Step 1: KYC!
The first step to becoming a good recruiter is knowing your customer! You can’t find a person if you don’t know what type of person you’re looking for. Learn about the company, culture, technologies, processes and methodologies, find out how often they release code and what their deployments look like, how big their teams are, room for advancement, what this person is going to be doing (get detailed); basically, every question you could possibly ask about their environment, culture and the position, you should ask.

Step 2: Understand the Tech:
Ok, so you don’t need to be a programmer to recruit programmers (though, it does help), but you should (at min) understand the terms, various languages, what they’re used for, the difference between frontend and backend software development, what the SDLC is, how to use GitHub and anything else you might read on a software engineer’s LinkedIn profile.

Step 3: Don’t Rush!
You need to find this person fast, but you also need to do a good job. I’ve been sourcing software engineers for over 10 years and I’ve found that I do my best work when I slow down. Take the time to read people’s profiles in detail before reaching out in order to make sure they’re the right fit for the job. This builds trust in the community and is the first step to building solid relationships with top-tier engineers. Also, don’t skimp on the search! A good full search takes me at least one full day just for sourcing the profiles. Doing a good job takes time.

Step 4: Don’t Spam!
Ok, so you’ve spent time building a list of people to reach out to and they’re all great matches for the job, but how do you get them to respond? Try sending a catered email to the individual backed by research. For this to work, you must ensure the candidate will relate to the position. You need to get them interested enough to reply! That means, researching their interests, ensuring the job lines up with said interests and then communicating this in a clear and effective manner. It’s not easy, but it is that simple 😉

Step 5: Follow up!
Most people don’t answer on the first email, many don’t even see it. Email again, pick up the phone, find a way to get in touch. If getting in touch with the best candidates was easy, they’d be talking to everyone. Recruiting is hard work, put in the effort and you’re more likely to be successful.

Step 6: Learn to Interview
Believe it or not, most technical recruiters have no idea how to conduct a technical interview. I don’t blame them because this is one of the hardest things I’ve had to learn (outside of how to program, which is definitely the hardest thing I’ve ever learned!). In order to give an effective technical interview, you must know a lot more than just the lingo. I would recommend taking an intro to coding or computer science course, or a training program focused on technical recruitment. I recommend Harvard CS50 b/c it teaches you the fundamentals and it’s comprehensive.

Step 7: Listen!
(Paraphrasing) Buhda said that if your mouth is open, you’re not learning. Your job is to learn about the companies you’re hiring for and the candidates you’re representing, which is done by asking questions and listening to the answer. Hearing someone is different from really listening, which is why I recommend that you study the field of listening to ensure you’re really understanding and taking in what the person is saying.

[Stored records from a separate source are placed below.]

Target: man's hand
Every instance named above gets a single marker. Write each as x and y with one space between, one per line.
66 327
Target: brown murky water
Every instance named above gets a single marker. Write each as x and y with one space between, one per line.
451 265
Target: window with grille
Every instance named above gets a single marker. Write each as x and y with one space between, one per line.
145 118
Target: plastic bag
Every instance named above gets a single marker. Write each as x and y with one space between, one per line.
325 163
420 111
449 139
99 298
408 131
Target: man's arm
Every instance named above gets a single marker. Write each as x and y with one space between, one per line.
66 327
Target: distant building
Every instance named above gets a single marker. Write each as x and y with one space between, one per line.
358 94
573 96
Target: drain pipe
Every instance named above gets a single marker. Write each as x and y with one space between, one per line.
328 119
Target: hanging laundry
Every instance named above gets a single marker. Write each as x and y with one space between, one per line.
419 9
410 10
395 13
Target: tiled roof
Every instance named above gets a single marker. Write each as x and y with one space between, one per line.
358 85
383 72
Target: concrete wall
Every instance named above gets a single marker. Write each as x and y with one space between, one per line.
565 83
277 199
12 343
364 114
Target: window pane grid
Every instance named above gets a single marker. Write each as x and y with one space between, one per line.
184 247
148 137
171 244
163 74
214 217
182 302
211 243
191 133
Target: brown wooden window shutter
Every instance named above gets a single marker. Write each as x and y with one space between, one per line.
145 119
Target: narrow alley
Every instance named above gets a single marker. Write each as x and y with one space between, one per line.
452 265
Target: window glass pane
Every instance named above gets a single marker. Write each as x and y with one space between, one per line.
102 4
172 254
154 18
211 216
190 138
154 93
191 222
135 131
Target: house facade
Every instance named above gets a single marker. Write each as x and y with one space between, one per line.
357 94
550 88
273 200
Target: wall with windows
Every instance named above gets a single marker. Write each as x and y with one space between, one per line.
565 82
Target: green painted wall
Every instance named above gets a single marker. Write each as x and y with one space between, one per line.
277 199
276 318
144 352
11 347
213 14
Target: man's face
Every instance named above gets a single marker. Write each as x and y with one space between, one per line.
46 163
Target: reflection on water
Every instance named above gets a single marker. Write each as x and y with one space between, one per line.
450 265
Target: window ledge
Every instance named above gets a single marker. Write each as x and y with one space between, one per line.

IMPORTANT: Google is your friend! I always advise googling everything you don’t understand that’s on a candidate resume BEFORE you speak with them. Also, Google for interview questions you can ask the candidate based on their experience (just make sure you know what the right answer should be!).

Step 8: Be Courteous
Treating people fairly is not a new concept, it’s just undervalued and often forgotten. Choose ethics over money and you will always be rich! Remember that you’re in the service industry and it’s your job to treat everyone like you would your best friend (even if they’re ignoring your texts!).

Step 9: Be Ethical
Do the right thing! Never forget that your reputation is worth more than any deal you could close. You’re never going to please everyone, but if you feel good about your decisions and experiences at the end of the day, then you know you’re doing a good job.

Step 10: Be Responsive Give Feedback!
This is one of the most overlooked aspects of recruiting but also one of the most important. Build a process that ensures you are accountable for providing feedback and declining candidates. Also, make sure your client is willing to give feedback to candidates. In fact, make this a requirement before you even agree to work with them. This will ensure strong, long-lasting relationships with people that will choose to work with you again and again.

So how do you know if you’re being a good recruiter?

Well, that’s easy, people will tell you. You get 5-star reviews from candidates that didn’t get the job. Your clients praise you and thank you regularly. People literally tell you that you’re a good recruiter and they appreciate the hard work you’re putting in to ensure their career development. This is also the type of stuff that makes this job fun and keeps you invested for the long term.

I hope this has helped someone, somehow. Thanks for reading!